In summer, bird flu persists in the environment for up to 18 days. So the large number of dead birds along the coast with possible infections is a continuing route for the transmission of birds of prey and carrion feeders, especially seagulls, which are known to be susceptible to bird flu. Increasing the number of carcasses collected would have the added benefit of eliminating the possibility of carrion feeders becoming infected and thus further infecting other birds.

Given that some of these seabirds can travel great distances in search of food – up to 400 km for caterpillars, for example – we will need a national approach to this, with coordination between the four nations of the United Kingdom. And since the virus has been transmitted repeatedly between domestic stocks and wild bird populations, we also need to reconsider biosecurity measures in the poultry industry.

What next

What does this mean for the general public? Although bird flu is a zoonotic disease such as COVID-19, the risk to human health is very low, and human cases have arisen almost exclusively from close contact between bird keepers and their animals. The advice to the public is not to touch the dead birds you see and to report them.
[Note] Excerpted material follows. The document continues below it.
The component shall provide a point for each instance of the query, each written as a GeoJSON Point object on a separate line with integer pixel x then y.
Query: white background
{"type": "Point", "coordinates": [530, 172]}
If you feed wild birds, be sure to wash and disinfect feeders every week and clean bird baths every day, as bird flu is transmitted mainly through saliva and feces. And if you’re out and about walking the dog, keep an eye on them when you’re on the beach or on the water, and use an occasion when you’re in a nature reserve or see a dead bird.

There is no doubt that increased visibility of deaths will bring the problem to the attention of the general public. Bird flu has already “arrived” in our minds and will become increasingly important as summer continues and the holidays begin. Although the risk to humans is very low, it serves as another reminder of how connected we are to nature and how our interactions with the natural world have enormous implications for what we consider “human” systems.